Carson Lobdell, rapidly ascending in a stunt plane with a trail of white smoke behind him, cocked his head and gave an enthusiastic thumbs up.
The 15-year-old Edgewood resident was off Thursday morning, preparing to perform aerobatics above the Seattle skyline under the guidance of Sean D. Tucker, aerobatic pilot and longtime Seafair Air Show participant.
“It was insane,” a grinning Lobdell said after landing. “I couldn’t imagine anything better.”
Lobdell took off from a Boeing Field runway in a two-seater Oracle Extra 300 L aircraft as part of the international program Young Eagles, which takes about 50,000 aspiring young pilots on flights around North America every year.
Never miss a local story.
He’s already in an internship through Seafair, and was dubbed the 1,925,800th Young Eagle by the program (with a certificate to prove it).
The pilot-in-training, who attends Raisbeck Aviation High School in Tukwila, performed a handful of stunts including a “hammerhead” stall turn and several loops and barrel rolls.
“You had a really good sense of where you were,” Tucker told the young pilot. “You got magic, baby!”
Without hesitation, Lobdell said his favorite part of the flight was the hammerhead. In flight, he said all that ran through his mind was “holy crap!”
“In a good way,” he said, laughing.
Does he plan to take any more aerobatic flights soon, should the opportunity arise?
“Yes,” the teen said emphatically. “It shouldn’t even be a question.”
Lobdell is in his sophomore year at Raisbeck, which he said accepts about 100 students a year.
Since he was 11, Lobdell has known he wanted to be a pilot in the military. He’s one of the only students in his class with plans to join the Navy, following similar footsteps of his father, who worked on A-6 Intruders during his time as a Marine.
Lobdell encourages anyone interested in flying to chase their dreams.
He acknowledged there are some challenges, especially financial, that could make it a difficult goal to achieve. But he said that shouldn’t keep people from trying.
“Paying for flight lessons can be expensive,” he said, adding that there are scholarships and programs that can make flying more affordable. “Don’t let that discourage you.”
Tucker echoed his remarks.
He said the Young Eagle program is a good start.
It focuses on STEM (an acronym for the academic disciplines science, technology, engineering and mathematics) and shows kids what it takes to achieve a career in aviation, he said.

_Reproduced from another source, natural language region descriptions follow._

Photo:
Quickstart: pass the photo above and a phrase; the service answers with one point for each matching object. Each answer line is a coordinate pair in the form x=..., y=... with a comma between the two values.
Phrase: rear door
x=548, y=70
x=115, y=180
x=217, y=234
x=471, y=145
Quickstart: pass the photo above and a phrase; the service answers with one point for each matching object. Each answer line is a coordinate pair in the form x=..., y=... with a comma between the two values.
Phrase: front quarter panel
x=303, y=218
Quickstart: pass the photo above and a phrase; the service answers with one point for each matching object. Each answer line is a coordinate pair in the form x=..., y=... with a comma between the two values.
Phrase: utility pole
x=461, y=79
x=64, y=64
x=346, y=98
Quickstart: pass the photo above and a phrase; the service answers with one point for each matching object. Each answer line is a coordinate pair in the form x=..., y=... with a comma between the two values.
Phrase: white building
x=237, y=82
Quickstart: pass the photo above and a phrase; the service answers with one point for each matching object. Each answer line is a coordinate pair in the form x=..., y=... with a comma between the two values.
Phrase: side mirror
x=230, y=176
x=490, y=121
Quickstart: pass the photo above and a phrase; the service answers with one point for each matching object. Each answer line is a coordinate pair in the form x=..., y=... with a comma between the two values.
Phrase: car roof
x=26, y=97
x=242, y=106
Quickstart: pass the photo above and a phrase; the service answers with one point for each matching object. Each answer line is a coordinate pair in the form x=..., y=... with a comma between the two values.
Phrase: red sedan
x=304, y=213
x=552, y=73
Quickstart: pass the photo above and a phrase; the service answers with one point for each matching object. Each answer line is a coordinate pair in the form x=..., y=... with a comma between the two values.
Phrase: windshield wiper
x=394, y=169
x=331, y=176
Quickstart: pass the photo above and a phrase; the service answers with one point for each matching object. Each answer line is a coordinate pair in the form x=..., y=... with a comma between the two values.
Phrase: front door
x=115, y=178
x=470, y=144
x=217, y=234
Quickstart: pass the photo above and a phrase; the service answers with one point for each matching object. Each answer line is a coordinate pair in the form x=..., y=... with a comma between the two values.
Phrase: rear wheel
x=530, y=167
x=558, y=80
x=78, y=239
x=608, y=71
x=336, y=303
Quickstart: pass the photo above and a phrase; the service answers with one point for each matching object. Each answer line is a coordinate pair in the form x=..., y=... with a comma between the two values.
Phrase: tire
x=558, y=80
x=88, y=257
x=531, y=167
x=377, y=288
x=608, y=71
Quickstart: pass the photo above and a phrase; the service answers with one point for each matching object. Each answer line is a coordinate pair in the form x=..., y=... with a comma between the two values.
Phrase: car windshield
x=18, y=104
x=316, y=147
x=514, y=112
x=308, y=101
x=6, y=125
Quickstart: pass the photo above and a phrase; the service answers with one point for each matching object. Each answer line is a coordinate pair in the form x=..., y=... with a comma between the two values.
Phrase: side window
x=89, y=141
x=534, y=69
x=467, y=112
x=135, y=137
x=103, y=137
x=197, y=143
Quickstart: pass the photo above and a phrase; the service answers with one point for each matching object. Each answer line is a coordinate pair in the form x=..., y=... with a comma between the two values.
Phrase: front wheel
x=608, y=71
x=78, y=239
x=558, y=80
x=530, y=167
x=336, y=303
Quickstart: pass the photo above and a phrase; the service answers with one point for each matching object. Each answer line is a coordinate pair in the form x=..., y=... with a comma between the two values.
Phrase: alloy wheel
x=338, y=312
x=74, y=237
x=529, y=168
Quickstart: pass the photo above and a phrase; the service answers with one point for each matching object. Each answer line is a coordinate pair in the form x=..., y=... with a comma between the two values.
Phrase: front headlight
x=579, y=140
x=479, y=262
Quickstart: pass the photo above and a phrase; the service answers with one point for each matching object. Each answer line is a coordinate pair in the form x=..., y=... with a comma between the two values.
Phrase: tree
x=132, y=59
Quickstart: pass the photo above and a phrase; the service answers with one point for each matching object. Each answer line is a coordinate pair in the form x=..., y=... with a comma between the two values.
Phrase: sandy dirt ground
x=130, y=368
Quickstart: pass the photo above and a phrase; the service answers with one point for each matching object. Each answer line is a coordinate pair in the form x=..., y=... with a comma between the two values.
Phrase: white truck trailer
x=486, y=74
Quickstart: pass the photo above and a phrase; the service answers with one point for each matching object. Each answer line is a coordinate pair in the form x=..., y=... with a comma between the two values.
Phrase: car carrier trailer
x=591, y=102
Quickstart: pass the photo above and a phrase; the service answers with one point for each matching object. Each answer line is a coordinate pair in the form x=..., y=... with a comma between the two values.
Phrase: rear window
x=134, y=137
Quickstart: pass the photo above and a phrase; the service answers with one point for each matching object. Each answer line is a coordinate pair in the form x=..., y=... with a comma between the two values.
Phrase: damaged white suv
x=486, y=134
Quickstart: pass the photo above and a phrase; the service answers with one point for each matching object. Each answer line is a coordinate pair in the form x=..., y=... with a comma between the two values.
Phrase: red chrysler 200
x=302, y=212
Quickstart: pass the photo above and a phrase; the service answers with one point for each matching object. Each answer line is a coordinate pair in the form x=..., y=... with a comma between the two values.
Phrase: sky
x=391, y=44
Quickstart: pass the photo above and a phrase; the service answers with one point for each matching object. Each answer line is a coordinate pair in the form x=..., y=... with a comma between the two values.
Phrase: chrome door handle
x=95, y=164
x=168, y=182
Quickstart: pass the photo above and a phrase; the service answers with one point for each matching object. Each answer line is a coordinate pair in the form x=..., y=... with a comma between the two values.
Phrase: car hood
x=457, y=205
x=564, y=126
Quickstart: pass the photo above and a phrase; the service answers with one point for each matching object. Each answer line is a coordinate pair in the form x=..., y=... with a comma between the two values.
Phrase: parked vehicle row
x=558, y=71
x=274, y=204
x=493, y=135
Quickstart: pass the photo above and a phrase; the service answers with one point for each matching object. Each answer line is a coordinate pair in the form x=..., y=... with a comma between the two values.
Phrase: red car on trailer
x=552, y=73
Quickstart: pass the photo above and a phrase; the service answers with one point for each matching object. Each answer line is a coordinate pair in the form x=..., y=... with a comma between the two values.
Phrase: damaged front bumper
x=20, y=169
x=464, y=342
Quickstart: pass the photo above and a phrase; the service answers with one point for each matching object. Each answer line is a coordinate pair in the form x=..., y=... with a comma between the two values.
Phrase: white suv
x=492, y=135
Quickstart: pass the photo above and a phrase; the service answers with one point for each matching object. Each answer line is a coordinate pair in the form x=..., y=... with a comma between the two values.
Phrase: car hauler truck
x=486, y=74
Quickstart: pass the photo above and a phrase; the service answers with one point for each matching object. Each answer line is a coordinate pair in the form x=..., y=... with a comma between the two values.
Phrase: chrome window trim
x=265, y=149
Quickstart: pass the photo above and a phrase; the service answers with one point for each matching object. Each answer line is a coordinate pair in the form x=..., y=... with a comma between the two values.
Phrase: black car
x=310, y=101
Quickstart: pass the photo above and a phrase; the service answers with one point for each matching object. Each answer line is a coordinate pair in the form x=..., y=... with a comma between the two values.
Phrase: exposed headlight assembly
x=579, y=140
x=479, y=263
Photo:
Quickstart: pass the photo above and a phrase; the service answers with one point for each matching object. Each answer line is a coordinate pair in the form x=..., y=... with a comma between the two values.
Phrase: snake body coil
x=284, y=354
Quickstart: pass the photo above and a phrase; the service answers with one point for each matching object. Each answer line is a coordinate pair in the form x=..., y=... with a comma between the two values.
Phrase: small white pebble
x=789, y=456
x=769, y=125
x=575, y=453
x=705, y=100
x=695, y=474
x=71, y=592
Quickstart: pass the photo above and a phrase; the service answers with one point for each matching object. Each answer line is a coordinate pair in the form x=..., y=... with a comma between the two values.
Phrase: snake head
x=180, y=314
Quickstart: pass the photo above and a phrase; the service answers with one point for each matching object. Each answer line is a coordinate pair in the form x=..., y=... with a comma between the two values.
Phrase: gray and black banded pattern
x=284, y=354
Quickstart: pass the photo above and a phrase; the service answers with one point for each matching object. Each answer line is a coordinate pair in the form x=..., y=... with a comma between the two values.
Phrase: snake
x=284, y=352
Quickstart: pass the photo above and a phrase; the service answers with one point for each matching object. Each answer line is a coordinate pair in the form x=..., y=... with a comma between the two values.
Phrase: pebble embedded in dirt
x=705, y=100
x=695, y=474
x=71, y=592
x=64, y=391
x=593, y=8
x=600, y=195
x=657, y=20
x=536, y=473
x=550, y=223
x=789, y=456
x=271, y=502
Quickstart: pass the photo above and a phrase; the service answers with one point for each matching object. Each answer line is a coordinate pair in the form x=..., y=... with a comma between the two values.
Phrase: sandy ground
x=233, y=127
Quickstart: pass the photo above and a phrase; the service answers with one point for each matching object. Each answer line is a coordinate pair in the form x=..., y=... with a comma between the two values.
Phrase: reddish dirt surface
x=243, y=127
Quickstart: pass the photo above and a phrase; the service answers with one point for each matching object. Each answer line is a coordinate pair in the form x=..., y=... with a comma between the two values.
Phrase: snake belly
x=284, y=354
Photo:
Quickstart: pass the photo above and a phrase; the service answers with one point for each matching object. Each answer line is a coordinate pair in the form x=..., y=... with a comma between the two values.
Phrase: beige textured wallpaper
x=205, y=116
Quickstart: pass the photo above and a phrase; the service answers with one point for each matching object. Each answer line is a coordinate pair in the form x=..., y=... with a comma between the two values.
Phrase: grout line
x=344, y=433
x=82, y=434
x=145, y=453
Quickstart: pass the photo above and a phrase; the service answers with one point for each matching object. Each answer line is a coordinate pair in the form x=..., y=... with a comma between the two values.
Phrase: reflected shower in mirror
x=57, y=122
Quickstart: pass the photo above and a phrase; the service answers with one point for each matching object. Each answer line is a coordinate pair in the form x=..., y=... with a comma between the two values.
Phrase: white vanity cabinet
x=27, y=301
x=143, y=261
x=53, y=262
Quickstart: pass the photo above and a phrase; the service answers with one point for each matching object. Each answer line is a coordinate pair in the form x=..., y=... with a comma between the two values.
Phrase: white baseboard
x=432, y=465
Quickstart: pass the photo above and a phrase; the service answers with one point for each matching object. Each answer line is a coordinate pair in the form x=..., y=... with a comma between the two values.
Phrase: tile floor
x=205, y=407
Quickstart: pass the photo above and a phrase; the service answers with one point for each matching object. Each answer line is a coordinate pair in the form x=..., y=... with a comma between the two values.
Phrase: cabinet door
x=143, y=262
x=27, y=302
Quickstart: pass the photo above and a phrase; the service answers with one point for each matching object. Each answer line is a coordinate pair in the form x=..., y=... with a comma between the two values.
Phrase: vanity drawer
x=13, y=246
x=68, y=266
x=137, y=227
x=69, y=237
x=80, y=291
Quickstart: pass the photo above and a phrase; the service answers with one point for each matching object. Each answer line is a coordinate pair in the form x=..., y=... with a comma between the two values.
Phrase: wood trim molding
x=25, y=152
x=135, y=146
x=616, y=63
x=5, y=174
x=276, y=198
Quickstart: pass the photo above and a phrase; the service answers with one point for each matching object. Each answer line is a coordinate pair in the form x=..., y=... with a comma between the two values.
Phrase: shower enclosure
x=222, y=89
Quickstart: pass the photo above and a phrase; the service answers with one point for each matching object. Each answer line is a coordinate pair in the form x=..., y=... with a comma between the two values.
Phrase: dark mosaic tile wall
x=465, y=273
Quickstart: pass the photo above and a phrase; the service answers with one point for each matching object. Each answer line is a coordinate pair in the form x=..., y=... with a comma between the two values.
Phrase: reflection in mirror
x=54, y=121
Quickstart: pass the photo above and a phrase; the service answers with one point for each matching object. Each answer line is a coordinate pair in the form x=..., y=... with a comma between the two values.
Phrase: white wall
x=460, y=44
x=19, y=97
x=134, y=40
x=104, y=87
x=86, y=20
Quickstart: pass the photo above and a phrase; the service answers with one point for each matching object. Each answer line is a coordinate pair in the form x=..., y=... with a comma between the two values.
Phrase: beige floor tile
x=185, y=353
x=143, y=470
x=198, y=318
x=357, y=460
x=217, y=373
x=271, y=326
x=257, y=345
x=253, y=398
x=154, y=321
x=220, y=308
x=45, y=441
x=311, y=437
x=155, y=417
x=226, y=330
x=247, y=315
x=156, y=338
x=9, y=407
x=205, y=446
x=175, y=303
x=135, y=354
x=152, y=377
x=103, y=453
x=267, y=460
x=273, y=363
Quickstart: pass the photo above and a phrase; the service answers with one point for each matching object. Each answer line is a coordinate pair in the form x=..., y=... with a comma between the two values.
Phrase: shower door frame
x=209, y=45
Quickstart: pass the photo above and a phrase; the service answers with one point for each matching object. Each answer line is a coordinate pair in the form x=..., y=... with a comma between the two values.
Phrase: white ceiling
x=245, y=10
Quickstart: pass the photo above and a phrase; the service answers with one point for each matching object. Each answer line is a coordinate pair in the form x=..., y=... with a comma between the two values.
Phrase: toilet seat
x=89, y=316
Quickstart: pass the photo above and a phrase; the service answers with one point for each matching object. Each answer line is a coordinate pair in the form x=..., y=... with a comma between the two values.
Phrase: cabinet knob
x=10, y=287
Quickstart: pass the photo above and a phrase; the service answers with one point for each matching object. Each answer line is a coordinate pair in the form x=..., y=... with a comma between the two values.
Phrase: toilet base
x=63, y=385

“It’s all about STEM, but we call it fun,” Tucker said.
Tucker, the international chairman of the Young Eagles program with more than 25,000 flight hours, is in a class of high-profile past leaders.
The list includes Chuck Yeager, known for breaking the sound barrier, actors Cliff Robertson and Harrison Ford, and Chesley Sullenberger, the pilot famous for a successful emergency landing on New York’s Hudson River in 2009.
“I’m in very good company,” Tucker said. “They set me up for success.”
He said he expects big things from Thursday’s co-pilot.
“When you become a pilot, we’ll go flying again,” he told Lobdell. “And I think you’re going to become a pilot.”